L'homme lui proposa de prendre un café, à la terrasse ensoleillée de l'estaminet du coin, situé sur la rive gauche de l'Ariège, puisque cette rivière traverse aussi la Haute-Garonne.

« Vous faites quoi dans la vie, » lui demanda-t-elle, une fois attablés.

« Je flâne au gré de l'existence jusqu'à ce que mort s'ensuive, repartit-il, avec un sourire esquissé sur ses lèvres. »

« Vous plaisantez !, je présume. »

« Non ! La vie est trop grave pour la prendre avec légèreté. Je m'efforce de saisir au quotidien toute la quintessence que l'existence veuille bien mettre à ma disposition, à condition que je la vive avec une condescendance à son égard, comme s'il s'agissait d'une femme à qui et auxquelles, je n'ai jamais su mentir. »

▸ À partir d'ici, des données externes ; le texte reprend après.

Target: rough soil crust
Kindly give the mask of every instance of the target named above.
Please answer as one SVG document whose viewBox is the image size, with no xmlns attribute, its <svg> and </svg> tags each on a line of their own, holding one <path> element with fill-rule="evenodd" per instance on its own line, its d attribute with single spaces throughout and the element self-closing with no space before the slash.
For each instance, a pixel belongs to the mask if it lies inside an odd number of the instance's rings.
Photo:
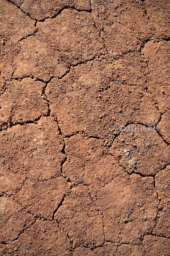
<svg viewBox="0 0 170 256">
<path fill-rule="evenodd" d="M 0 256 L 169 256 L 168 0 L 0 0 Z"/>
</svg>

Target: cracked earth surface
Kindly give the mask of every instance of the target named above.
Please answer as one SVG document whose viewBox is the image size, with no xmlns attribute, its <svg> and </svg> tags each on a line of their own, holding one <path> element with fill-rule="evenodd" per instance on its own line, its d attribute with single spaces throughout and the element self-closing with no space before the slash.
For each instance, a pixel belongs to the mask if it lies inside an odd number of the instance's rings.
<svg viewBox="0 0 170 256">
<path fill-rule="evenodd" d="M 0 0 L 0 256 L 170 255 L 166 0 Z"/>
</svg>

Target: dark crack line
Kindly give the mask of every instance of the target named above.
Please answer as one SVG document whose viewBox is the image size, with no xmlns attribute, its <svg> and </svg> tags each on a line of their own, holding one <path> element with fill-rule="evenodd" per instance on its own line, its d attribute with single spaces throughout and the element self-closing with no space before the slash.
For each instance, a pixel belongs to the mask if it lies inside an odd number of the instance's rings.
<svg viewBox="0 0 170 256">
<path fill-rule="evenodd" d="M 102 53 L 100 53 L 98 55 L 97 54 L 95 54 L 92 58 L 91 58 L 91 59 L 88 59 L 88 60 L 83 60 L 82 61 L 80 61 L 80 62 L 78 62 L 78 63 L 76 63 L 76 64 L 73 64 L 71 65 L 70 66 L 70 67 L 68 69 L 67 71 L 65 72 L 65 73 L 63 74 L 61 76 L 58 76 L 58 79 L 62 79 L 63 77 L 66 76 L 67 74 L 69 73 L 70 70 L 71 70 L 71 67 L 77 67 L 77 66 L 79 66 L 79 65 L 81 65 L 82 64 L 84 64 L 85 62 L 87 62 L 88 61 L 91 61 L 92 60 L 93 60 L 95 59 L 97 57 L 98 57 L 98 58 L 101 56 L 102 54 Z"/>
<path fill-rule="evenodd" d="M 53 15 L 51 16 L 48 16 L 46 17 L 45 18 L 44 18 L 43 19 L 40 19 L 39 20 L 38 19 L 34 19 L 34 18 L 32 18 L 31 16 L 31 14 L 29 13 L 28 12 L 26 12 L 25 11 L 24 11 L 23 9 L 22 9 L 21 7 L 18 5 L 17 4 L 15 4 L 14 2 L 12 1 L 12 0 L 6 0 L 6 1 L 9 3 L 11 3 L 11 4 L 13 4 L 15 6 L 16 6 L 16 7 L 17 7 L 18 9 L 19 9 L 20 11 L 23 12 L 25 15 L 26 15 L 27 16 L 28 16 L 30 18 L 30 19 L 31 20 L 33 20 L 35 21 L 35 23 L 34 24 L 34 26 L 35 27 L 36 27 L 37 25 L 37 21 L 39 21 L 40 22 L 44 22 L 46 20 L 47 20 L 48 19 L 55 19 L 55 18 L 56 18 L 56 17 L 59 14 L 61 14 L 62 12 L 65 9 L 70 9 L 71 10 L 74 10 L 75 11 L 77 11 L 77 12 L 89 12 L 90 13 L 92 11 L 91 9 L 90 10 L 87 10 L 85 9 L 82 9 L 80 10 L 78 8 L 76 8 L 74 6 L 69 6 L 68 5 L 65 5 L 65 6 L 63 7 L 63 8 L 62 8 L 60 9 L 58 12 L 57 12 L 56 13 L 55 13 L 54 15 Z"/>
<path fill-rule="evenodd" d="M 58 205 L 56 209 L 54 211 L 54 212 L 53 212 L 53 217 L 52 217 L 52 220 L 54 220 L 54 217 L 55 217 L 55 213 L 56 213 L 56 212 L 58 210 L 58 209 L 59 209 L 60 207 L 62 205 L 62 204 L 63 204 L 63 201 L 64 201 L 64 198 L 65 198 L 66 195 L 65 194 L 64 194 L 64 195 L 63 197 L 63 198 L 62 198 L 61 202 L 60 202 L 60 203 Z"/>
<path fill-rule="evenodd" d="M 35 29 L 34 30 L 33 32 L 31 34 L 27 35 L 26 36 L 23 36 L 23 37 L 21 38 L 21 39 L 20 39 L 19 40 L 18 40 L 18 43 L 21 42 L 22 41 L 22 40 L 23 40 L 24 39 L 26 39 L 27 38 L 27 37 L 29 37 L 29 36 L 35 36 L 36 33 L 38 33 L 38 28 L 36 28 L 36 29 Z"/>
</svg>

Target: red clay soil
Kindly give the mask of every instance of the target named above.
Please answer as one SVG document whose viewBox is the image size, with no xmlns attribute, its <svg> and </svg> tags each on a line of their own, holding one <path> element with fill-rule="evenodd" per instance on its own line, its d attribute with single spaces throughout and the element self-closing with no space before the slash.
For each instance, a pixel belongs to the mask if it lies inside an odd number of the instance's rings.
<svg viewBox="0 0 170 256">
<path fill-rule="evenodd" d="M 170 10 L 0 0 L 0 256 L 170 255 Z"/>
</svg>

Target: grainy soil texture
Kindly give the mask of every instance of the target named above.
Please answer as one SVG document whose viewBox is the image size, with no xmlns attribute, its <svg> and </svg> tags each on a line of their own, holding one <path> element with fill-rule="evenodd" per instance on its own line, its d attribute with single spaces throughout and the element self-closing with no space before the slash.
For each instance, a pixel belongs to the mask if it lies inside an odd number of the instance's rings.
<svg viewBox="0 0 170 256">
<path fill-rule="evenodd" d="M 0 256 L 170 256 L 169 0 L 0 0 Z"/>
</svg>

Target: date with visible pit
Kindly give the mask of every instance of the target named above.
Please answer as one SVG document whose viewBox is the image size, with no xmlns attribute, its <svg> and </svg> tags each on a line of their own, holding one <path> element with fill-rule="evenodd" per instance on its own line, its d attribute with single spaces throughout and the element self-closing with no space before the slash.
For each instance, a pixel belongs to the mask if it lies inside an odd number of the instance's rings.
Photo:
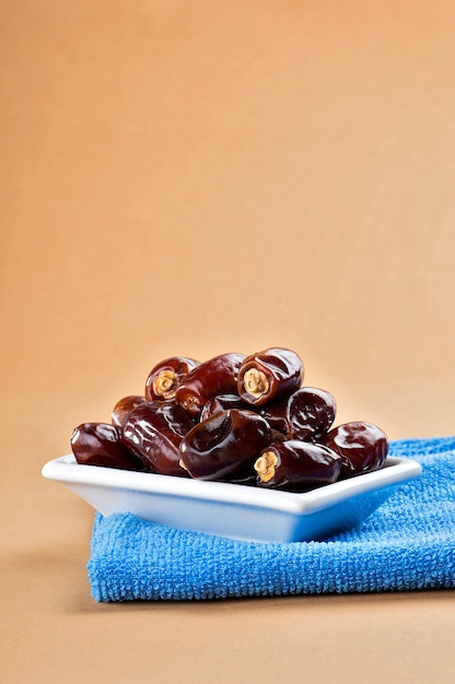
<svg viewBox="0 0 455 684">
<path fill-rule="evenodd" d="M 114 404 L 109 422 L 81 423 L 71 449 L 82 465 L 288 492 L 382 468 L 386 434 L 366 421 L 336 425 L 335 397 L 304 376 L 287 347 L 170 356 Z"/>
</svg>

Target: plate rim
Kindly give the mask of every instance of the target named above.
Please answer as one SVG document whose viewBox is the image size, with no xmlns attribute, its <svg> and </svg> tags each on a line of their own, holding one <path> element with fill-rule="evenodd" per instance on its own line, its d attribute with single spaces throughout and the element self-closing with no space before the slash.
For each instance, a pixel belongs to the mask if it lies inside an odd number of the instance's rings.
<svg viewBox="0 0 455 684">
<path fill-rule="evenodd" d="M 173 496 L 195 502 L 215 502 L 244 507 L 307 515 L 335 506 L 347 499 L 364 496 L 419 477 L 422 468 L 413 459 L 388 456 L 378 470 L 334 482 L 310 492 L 295 493 L 229 482 L 200 481 L 174 475 L 143 473 L 101 465 L 85 465 L 72 453 L 51 459 L 42 468 L 46 480 L 73 486 L 103 487 L 113 491 L 139 492 Z"/>
</svg>

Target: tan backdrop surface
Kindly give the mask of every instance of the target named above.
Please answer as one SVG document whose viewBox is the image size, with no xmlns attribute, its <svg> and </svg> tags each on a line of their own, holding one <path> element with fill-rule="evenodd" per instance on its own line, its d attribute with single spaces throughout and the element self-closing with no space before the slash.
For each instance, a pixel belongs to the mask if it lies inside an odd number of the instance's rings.
<svg viewBox="0 0 455 684">
<path fill-rule="evenodd" d="M 97 605 L 40 477 L 158 361 L 295 349 L 392 439 L 455 405 L 450 0 L 0 5 L 2 681 L 452 682 L 454 594 Z"/>
</svg>

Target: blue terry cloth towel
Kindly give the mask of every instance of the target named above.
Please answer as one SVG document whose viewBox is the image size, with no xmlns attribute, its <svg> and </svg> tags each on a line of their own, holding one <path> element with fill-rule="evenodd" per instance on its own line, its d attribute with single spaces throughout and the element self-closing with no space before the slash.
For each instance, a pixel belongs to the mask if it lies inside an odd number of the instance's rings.
<svg viewBox="0 0 455 684">
<path fill-rule="evenodd" d="M 241 542 L 96 514 L 96 601 L 221 599 L 455 587 L 455 436 L 393 441 L 422 465 L 359 528 L 320 542 Z"/>
</svg>

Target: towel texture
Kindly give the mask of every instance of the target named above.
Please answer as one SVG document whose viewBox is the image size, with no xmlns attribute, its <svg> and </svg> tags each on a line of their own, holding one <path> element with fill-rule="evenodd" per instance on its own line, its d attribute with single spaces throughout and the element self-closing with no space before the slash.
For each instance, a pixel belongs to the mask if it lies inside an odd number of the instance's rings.
<svg viewBox="0 0 455 684">
<path fill-rule="evenodd" d="M 455 437 L 394 441 L 422 465 L 363 524 L 323 542 L 262 544 L 96 514 L 96 601 L 405 591 L 455 587 Z"/>
</svg>

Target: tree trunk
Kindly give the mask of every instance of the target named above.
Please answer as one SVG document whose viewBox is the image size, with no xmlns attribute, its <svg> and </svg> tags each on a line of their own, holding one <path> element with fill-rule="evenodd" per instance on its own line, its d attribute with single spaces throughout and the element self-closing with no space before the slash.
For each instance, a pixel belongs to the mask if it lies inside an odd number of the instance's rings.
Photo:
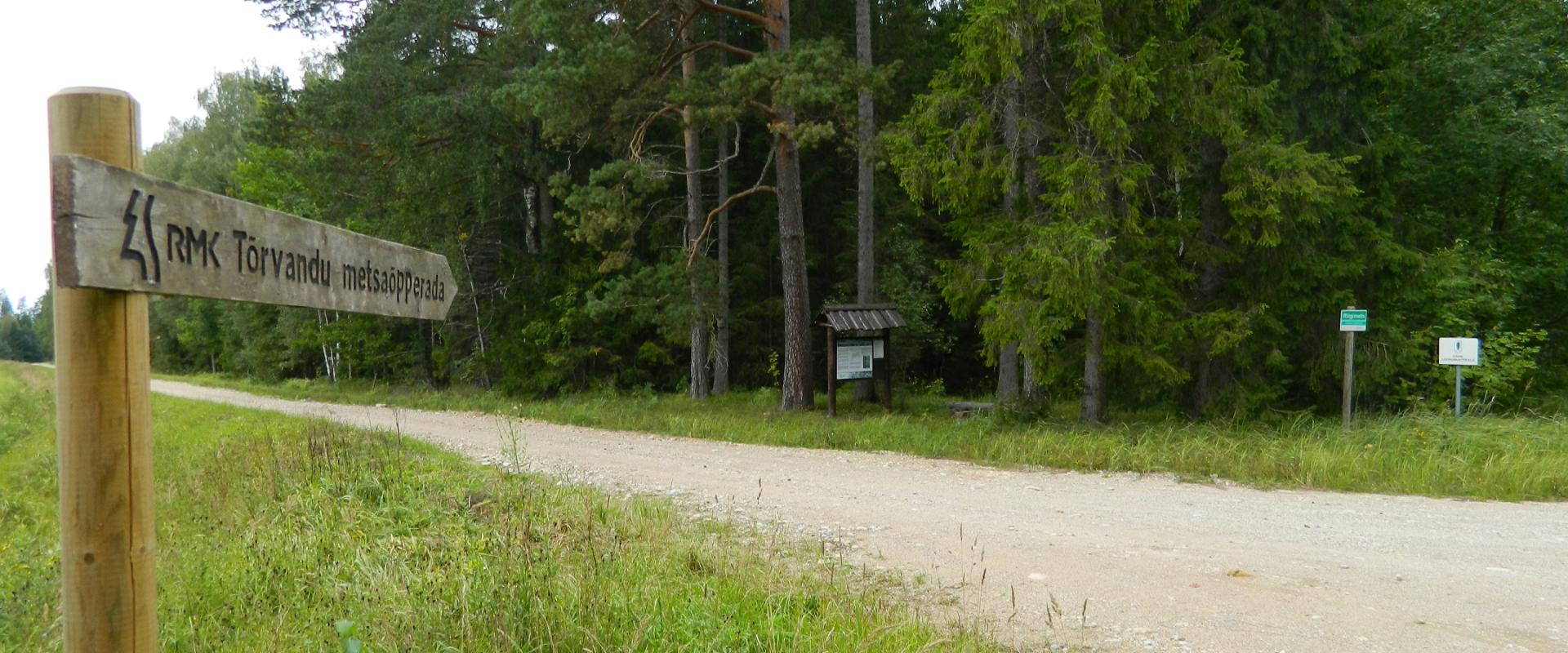
<svg viewBox="0 0 1568 653">
<path fill-rule="evenodd" d="M 729 135 L 718 138 L 720 207 L 729 202 Z M 713 315 L 713 395 L 729 391 L 729 208 L 715 218 L 718 235 L 718 307 Z"/>
<path fill-rule="evenodd" d="M 1225 207 L 1225 182 L 1221 171 L 1229 152 L 1218 138 L 1204 136 L 1200 146 L 1203 193 L 1198 200 L 1198 312 L 1214 310 L 1214 302 L 1220 294 L 1220 255 L 1225 241 L 1220 236 L 1225 222 L 1229 221 L 1229 210 Z M 1204 351 L 1198 354 L 1198 373 L 1193 376 L 1192 417 L 1200 417 L 1218 395 L 1218 376 L 1221 362 L 1209 352 L 1212 341 L 1204 340 Z"/>
<path fill-rule="evenodd" d="M 539 202 L 539 251 L 550 251 L 550 232 L 555 230 L 555 197 L 550 197 L 550 171 L 546 168 L 539 180 L 533 182 L 533 193 Z"/>
<path fill-rule="evenodd" d="M 1007 146 L 1007 160 L 1011 166 L 1011 174 L 1007 179 L 1007 185 L 1002 186 L 1002 216 L 1004 219 L 1018 219 L 1018 111 L 1019 111 L 1019 81 L 1011 78 L 1002 83 L 1002 143 Z M 996 357 L 996 401 L 1002 404 L 1011 404 L 1019 399 L 1018 385 L 1018 341 L 1008 341 L 1002 345 L 1002 351 Z"/>
<path fill-rule="evenodd" d="M 1024 379 L 1021 388 L 1018 390 L 1018 399 L 1025 406 L 1041 406 L 1046 402 L 1046 387 L 1040 384 L 1040 368 L 1035 366 L 1035 360 L 1021 355 L 1024 362 Z"/>
<path fill-rule="evenodd" d="M 539 193 L 538 186 L 522 191 L 522 249 L 539 254 Z"/>
<path fill-rule="evenodd" d="M 723 5 L 723 0 L 717 0 Z M 729 41 L 728 22 L 718 22 L 718 41 Z M 718 50 L 718 66 L 729 66 L 729 55 Z M 740 128 L 739 125 L 735 127 Z M 718 135 L 718 193 L 715 202 L 723 207 L 729 202 L 729 130 Z M 713 395 L 729 391 L 729 208 L 718 211 L 715 218 L 718 235 L 718 302 L 713 315 Z"/>
<path fill-rule="evenodd" d="M 1083 326 L 1083 404 L 1079 421 L 1105 420 L 1105 318 L 1098 305 L 1088 307 Z"/>
<path fill-rule="evenodd" d="M 690 41 L 690 38 L 685 38 Z M 690 53 L 681 61 L 681 78 L 685 83 L 691 83 L 691 77 L 696 75 L 696 53 Z M 702 222 L 706 211 L 702 211 L 702 144 L 698 133 L 696 124 L 696 108 L 687 105 L 681 110 L 682 122 L 685 124 L 685 180 L 687 180 L 687 224 L 685 238 L 687 247 L 695 247 L 698 235 L 702 232 Z M 706 399 L 709 391 L 710 379 L 707 376 L 707 310 L 702 307 L 702 272 L 707 269 L 702 265 L 702 255 L 695 254 L 691 265 L 687 266 L 687 287 L 691 291 L 691 384 L 690 396 L 693 399 Z"/>
<path fill-rule="evenodd" d="M 872 2 L 855 0 L 855 60 L 864 69 L 872 67 Z M 875 202 L 875 168 L 872 166 L 872 141 L 877 138 L 877 111 L 870 89 L 862 89 L 859 97 L 858 119 L 858 175 L 856 191 L 856 236 L 859 247 L 855 255 L 855 301 L 859 304 L 877 302 L 877 202 Z M 829 352 L 831 355 L 831 352 Z M 855 399 L 877 401 L 877 382 L 861 379 L 855 382 Z"/>
<path fill-rule="evenodd" d="M 789 0 L 764 0 L 768 52 L 789 50 Z M 795 149 L 795 108 L 773 106 L 779 124 L 773 138 L 778 163 L 779 262 L 784 285 L 784 410 L 812 407 L 811 298 L 806 285 L 806 224 L 801 215 L 800 153 Z"/>
<path fill-rule="evenodd" d="M 1002 352 L 996 357 L 996 401 L 1011 404 L 1018 401 L 1018 343 L 1002 345 Z"/>
</svg>

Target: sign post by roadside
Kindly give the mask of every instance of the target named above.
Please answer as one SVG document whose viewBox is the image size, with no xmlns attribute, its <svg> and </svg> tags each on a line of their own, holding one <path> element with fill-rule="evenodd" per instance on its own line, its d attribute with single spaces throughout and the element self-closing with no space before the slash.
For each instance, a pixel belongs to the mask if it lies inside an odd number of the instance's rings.
<svg viewBox="0 0 1568 653">
<path fill-rule="evenodd" d="M 1454 418 L 1465 413 L 1465 368 L 1480 365 L 1480 338 L 1438 338 L 1438 365 L 1454 365 Z"/>
<path fill-rule="evenodd" d="M 447 258 L 143 175 L 124 91 L 49 99 L 66 653 L 157 650 L 147 294 L 444 319 Z"/>
<path fill-rule="evenodd" d="M 1345 379 L 1339 396 L 1339 421 L 1350 428 L 1350 391 L 1355 387 L 1353 374 L 1356 368 L 1356 332 L 1367 330 L 1367 312 L 1347 307 L 1339 312 L 1339 330 L 1345 334 Z"/>
</svg>

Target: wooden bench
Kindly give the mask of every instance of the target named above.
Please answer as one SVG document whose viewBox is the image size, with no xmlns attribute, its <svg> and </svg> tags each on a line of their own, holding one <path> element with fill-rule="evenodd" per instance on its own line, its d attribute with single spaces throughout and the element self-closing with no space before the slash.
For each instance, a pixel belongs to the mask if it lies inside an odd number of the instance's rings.
<svg viewBox="0 0 1568 653">
<path fill-rule="evenodd" d="M 963 420 L 966 417 L 974 417 L 980 413 L 988 413 L 996 409 L 996 404 L 988 401 L 949 401 L 947 410 L 953 413 L 955 420 Z"/>
</svg>

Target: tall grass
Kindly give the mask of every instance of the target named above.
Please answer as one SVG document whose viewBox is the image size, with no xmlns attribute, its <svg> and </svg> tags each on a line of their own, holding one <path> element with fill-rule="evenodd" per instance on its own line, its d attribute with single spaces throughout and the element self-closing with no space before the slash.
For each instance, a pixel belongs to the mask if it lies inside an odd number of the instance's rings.
<svg viewBox="0 0 1568 653">
<path fill-rule="evenodd" d="M 56 650 L 52 399 L 0 366 L 0 650 Z M 889 579 L 395 434 L 154 398 L 160 648 L 989 650 Z M 19 435 L 17 435 L 19 434 Z"/>
<path fill-rule="evenodd" d="M 1485 500 L 1568 498 L 1568 421 L 1559 417 L 1290 415 L 1275 421 L 1190 423 L 1162 415 L 1102 428 L 1065 417 L 1005 415 L 955 421 L 946 398 L 905 395 L 894 413 L 840 398 L 840 417 L 786 413 L 771 390 L 707 401 L 674 395 L 577 395 L 517 401 L 475 390 L 433 391 L 293 381 L 279 385 L 188 379 L 274 396 L 423 409 L 488 410 L 535 420 L 712 440 L 859 451 L 898 451 L 988 465 L 1083 471 L 1174 473 L 1259 487 L 1413 493 Z M 822 398 L 818 398 L 818 402 Z"/>
</svg>

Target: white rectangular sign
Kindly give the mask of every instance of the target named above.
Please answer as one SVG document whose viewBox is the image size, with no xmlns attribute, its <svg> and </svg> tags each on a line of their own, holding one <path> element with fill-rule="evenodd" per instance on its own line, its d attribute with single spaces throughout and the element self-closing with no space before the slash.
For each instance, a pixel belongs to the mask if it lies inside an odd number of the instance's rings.
<svg viewBox="0 0 1568 653">
<path fill-rule="evenodd" d="M 1480 365 L 1480 338 L 1438 338 L 1438 365 Z"/>
<path fill-rule="evenodd" d="M 872 377 L 872 343 L 870 338 L 840 338 L 834 343 L 839 349 L 839 381 Z"/>
</svg>

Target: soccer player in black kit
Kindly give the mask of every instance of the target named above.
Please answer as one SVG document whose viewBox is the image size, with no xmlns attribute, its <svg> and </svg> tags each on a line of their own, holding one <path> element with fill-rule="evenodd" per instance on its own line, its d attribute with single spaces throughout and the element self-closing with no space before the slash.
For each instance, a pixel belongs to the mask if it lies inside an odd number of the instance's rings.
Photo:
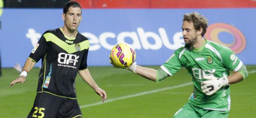
<svg viewBox="0 0 256 118">
<path fill-rule="evenodd" d="M 87 68 L 89 42 L 77 31 L 82 18 L 80 5 L 71 1 L 63 7 L 63 27 L 45 32 L 27 59 L 19 77 L 10 84 L 23 83 L 28 73 L 42 59 L 37 94 L 28 118 L 82 118 L 76 99 L 77 73 L 102 97 L 99 88 Z"/>
</svg>

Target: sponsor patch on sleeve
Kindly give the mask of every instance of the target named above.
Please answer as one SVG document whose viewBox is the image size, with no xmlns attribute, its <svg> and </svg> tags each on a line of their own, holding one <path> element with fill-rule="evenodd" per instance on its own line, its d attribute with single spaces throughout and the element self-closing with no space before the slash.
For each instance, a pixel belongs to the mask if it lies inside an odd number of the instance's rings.
<svg viewBox="0 0 256 118">
<path fill-rule="evenodd" d="M 38 43 L 36 43 L 36 46 L 35 46 L 35 47 L 34 47 L 34 49 L 33 49 L 32 51 L 31 51 L 31 53 L 34 54 L 34 53 L 35 53 L 35 52 L 36 51 L 36 49 L 38 47 L 38 46 L 39 46 L 39 44 Z"/>
</svg>

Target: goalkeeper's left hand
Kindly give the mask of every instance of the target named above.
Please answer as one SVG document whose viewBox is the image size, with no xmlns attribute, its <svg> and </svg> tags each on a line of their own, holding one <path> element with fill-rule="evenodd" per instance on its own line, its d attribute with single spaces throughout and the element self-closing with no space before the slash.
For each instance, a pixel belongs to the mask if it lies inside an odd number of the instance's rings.
<svg viewBox="0 0 256 118">
<path fill-rule="evenodd" d="M 211 95 L 216 93 L 222 86 L 228 84 L 228 80 L 226 77 L 217 78 L 214 76 L 206 76 L 204 79 L 209 79 L 201 83 L 201 88 L 203 92 L 207 95 Z"/>
</svg>

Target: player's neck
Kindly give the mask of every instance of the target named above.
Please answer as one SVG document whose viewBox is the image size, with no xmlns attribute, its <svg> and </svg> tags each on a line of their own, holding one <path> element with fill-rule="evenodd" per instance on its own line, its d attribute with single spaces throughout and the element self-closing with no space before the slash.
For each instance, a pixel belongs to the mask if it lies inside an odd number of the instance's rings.
<svg viewBox="0 0 256 118">
<path fill-rule="evenodd" d="M 71 31 L 69 30 L 66 27 L 61 27 L 60 29 L 62 31 L 65 37 L 70 38 L 75 38 L 78 33 L 77 30 Z"/>
<path fill-rule="evenodd" d="M 200 47 L 204 42 L 204 39 L 201 37 L 199 37 L 197 42 L 194 44 L 193 46 L 193 48 L 198 48 Z"/>
</svg>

« Tout le monde ment ! » Reprit-elle. Cela fait partie des règles du jeu ou bien du Je de chacun qui s'évertue de gérer au mieux des relations devenant difficiles au fil des ans ; l'usure, l'ennui et la lassitude finissent par avoir raison de l'amour. »

« Je sais ! Mon observation me le confirme, chaque jour quand j'assiste aux ruptures des couples, jetant indifféremment en pâture leurs propres enfants dont le traumatisme les tiendra distant des relations éventuelles qu'ils contracterons, par force des choses ; puisque l'être n'est pas fait pour rester seul . »

« Et vous, oui vous qui semblait parler comme un sage, un poète, oui, Vous, qui êtes vous, vraiment ? »

« Ni moi, ni autrui ne le sait, faute de se méconnaître soi-même. Les êtres sont en perpétuel changement, inscrits parfois sur les chemins de l'évolution ; mais sans trop avoir conscience de ce qu'ils ne sont pas ou veulent se faire accroire qu'ils sont et ne seront jamais. Le tout serait d'accepter notre état, en le remettant en question, au quotidien, et en s'avouant, avec humilité :

« Je me suis trompé, dans la vie. Le chemin que j'ai pris m'a conduit dans des déserts où personne ne vit jamais ; ou l'on ne rencontre que son ombre errante.

"Et vous aspirez à quoi, désormais ?" reprit la jeune femme qui venait de s'éprendre d'affection pour celui qui allait devenir son amant...

"A rien de plus naturel que d'aimer et être aimé..." 

 

  Jean Canal 24 juin 2011, 11 heures 30, à la terrasse d'un café, Auterive.